Chapter 1 Introduction

The South Asia Regional Micro Database (SARMD) is a regional database of socioeconomic indicators established in 2014 and managed by the South Asia Region Team for Statistical Development (SARTSD). It follows the Global Monitoring Database (GMD) harmonization guidelines, including the construction of the welfare aggregate used for global poverty monitoring. It consists of raw household survey data, documentation, questionnaires, and a repository of do files to reconstruct harmonized variables, consumption aggregates, and poverty estimates. SARMD currently includes the eight countries in the region (Afghanistan, Bangladesh, Bhutan, India, Maldives, Nepal, Pakistan, and Sri Lanka), contemplates forty-three surveys, and contains close to a hundred harmonized variables covering the 1993-2017 period.

SARMD follows the Global Monitoring Database (GMD) harmonization guidelines, including the construction of the welfare aggregate that is used for global poverty monitoring. Given that GMD contains a limited number of variables, SARMD provides users with a larger set of harmonized variables that are comparable across the countries of the South Asia region, though may not be comparable with countries from other regions. As GMD expands, new variables could be incorporated until users may be referred only to GMD.

Harmonization facilitates the use of household data at a regional level because all the databases in SARMD have a common set of approximately 100 variables with the same variable names (for example, welfare), variable labels and value labels. Technically speaking, this does not mean that each variable in each dataset refers to the same thing. For example, even though the variable welfare refers to the per capita welfare aggregate used to calculate official poverty rates and inequality indicators, it may include imputed rents in some countries (e.g., Bhutan and Bangladesh), but not in others (e.g., India and Afghanistan). This is so because questionnaires, sample frames, recollection periods, and several other factors make a strict harmonization and perfect comparability impossible across countries.
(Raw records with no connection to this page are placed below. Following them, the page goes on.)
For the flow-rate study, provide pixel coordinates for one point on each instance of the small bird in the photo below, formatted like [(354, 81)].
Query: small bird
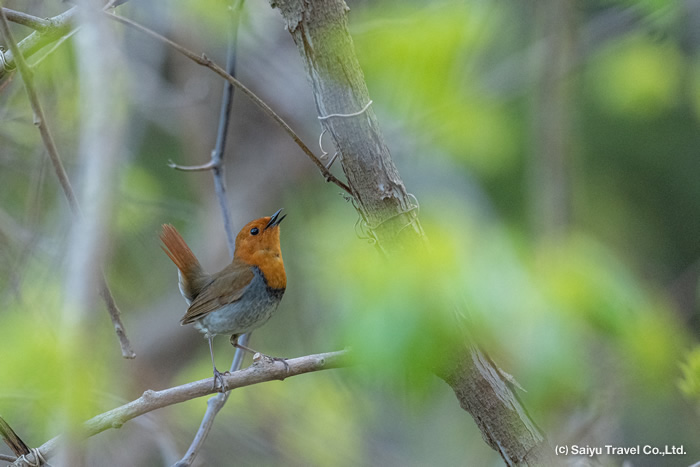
[(242, 296)]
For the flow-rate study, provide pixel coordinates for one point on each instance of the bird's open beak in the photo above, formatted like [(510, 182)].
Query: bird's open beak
[(275, 220)]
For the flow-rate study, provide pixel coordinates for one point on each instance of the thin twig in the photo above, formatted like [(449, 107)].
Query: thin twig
[(216, 403), (60, 25), (204, 61), (54, 28), (52, 150), (24, 19), (192, 168), (261, 371)]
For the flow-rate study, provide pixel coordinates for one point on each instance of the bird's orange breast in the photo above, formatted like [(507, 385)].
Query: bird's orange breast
[(272, 268)]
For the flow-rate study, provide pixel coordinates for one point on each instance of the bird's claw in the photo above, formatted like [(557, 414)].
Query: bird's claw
[(219, 377), (259, 356)]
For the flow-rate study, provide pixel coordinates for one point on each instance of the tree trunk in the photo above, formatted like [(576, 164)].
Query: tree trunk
[(319, 29)]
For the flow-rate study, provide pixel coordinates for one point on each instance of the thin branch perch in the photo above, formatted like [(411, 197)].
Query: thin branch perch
[(52, 150), (216, 403), (261, 371)]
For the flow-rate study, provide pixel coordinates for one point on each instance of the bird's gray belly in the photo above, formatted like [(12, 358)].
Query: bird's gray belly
[(254, 309)]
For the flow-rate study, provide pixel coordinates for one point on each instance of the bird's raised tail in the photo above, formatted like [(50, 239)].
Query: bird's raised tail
[(178, 251)]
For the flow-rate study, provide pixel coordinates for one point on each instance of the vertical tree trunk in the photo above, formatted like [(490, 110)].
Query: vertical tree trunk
[(319, 29), (550, 177)]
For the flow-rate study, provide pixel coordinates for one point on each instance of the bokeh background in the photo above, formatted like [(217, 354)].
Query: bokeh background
[(553, 145)]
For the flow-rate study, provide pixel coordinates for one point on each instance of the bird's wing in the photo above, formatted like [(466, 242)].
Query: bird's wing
[(226, 287)]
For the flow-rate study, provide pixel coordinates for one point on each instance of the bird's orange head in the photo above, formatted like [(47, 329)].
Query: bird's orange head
[(258, 244)]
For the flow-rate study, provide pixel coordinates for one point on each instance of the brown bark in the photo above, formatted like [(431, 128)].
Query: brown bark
[(319, 29)]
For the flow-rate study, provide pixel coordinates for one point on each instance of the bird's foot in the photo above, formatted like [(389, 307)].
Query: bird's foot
[(219, 378), (259, 356)]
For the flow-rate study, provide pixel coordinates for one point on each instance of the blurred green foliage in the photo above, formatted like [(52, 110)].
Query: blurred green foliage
[(599, 322)]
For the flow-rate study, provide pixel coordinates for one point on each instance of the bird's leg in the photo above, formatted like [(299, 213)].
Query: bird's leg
[(234, 342), (218, 376)]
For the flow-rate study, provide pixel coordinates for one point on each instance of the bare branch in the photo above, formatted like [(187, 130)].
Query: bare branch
[(216, 403), (204, 61), (59, 26), (52, 150), (24, 19), (261, 371), (319, 29)]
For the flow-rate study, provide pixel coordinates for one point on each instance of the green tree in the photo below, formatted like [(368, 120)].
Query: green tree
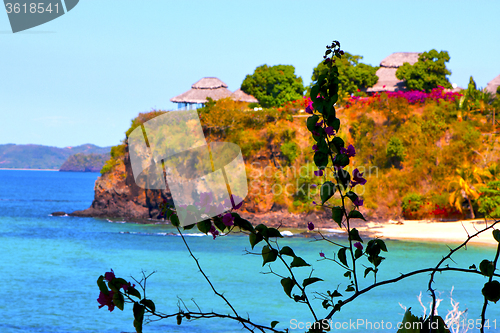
[(273, 86), (395, 151), (427, 73), (353, 75)]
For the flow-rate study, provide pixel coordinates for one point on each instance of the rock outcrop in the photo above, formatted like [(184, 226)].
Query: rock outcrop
[(117, 195)]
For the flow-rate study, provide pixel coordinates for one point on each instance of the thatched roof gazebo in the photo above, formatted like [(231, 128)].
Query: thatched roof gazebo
[(207, 87), (387, 80), (493, 85), (240, 96)]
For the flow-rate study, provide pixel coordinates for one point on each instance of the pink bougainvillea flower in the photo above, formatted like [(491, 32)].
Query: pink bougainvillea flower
[(228, 219), (357, 178), (128, 285), (358, 202), (108, 276), (213, 231), (329, 130), (309, 108), (350, 151), (106, 300), (318, 173)]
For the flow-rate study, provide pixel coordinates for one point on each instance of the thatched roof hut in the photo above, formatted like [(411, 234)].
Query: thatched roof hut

The best solution to lack of perfect comparability across countries is known as ex–post harmonization, which is a harmonization effort that starts from non-harmonized raw data. Two main approaches can be followed on ex–post harmonization:

The minimum common denominator approach refers to harmonizing variables according to the minimum common set of characteristics that all datasets share with respect to one variable. For example, if the minimum number of industrial sectors common to all surveys in all countries were two (e.g., agriculture and non-agriculture), the harmonized variable industcat, which is a categorical variable for industrial sectors, would only have two values in all datasets. This approach guarantees that all the variables are fully comparable, but it suffers from loss of information. Imagine, for example, that a single survey in the SARMD collection only has these two categories for industrial sectors while all the other surveys have five or more. If that were the case, the industcat ex-post harmonized variable would not capture all the valuable information on industrial sectors across countries.
The benchmark approach refers to harmonizing each variable according to a previously established ideal definition. For instance, at the beginning of the project, it could be agreed that the ideal number of industrial sectors should be ten (1 agriculture, 2 mining, 3 manufacturing, etc.). It would not matter whether any of the surveys has ten categories for industrial sectors. If some of them have more, then it would be necessary to aggregate some of the categories into broader ones. If some of them had less categories than ten, it might not be possible to disaggregate some of these categories into smaller ones.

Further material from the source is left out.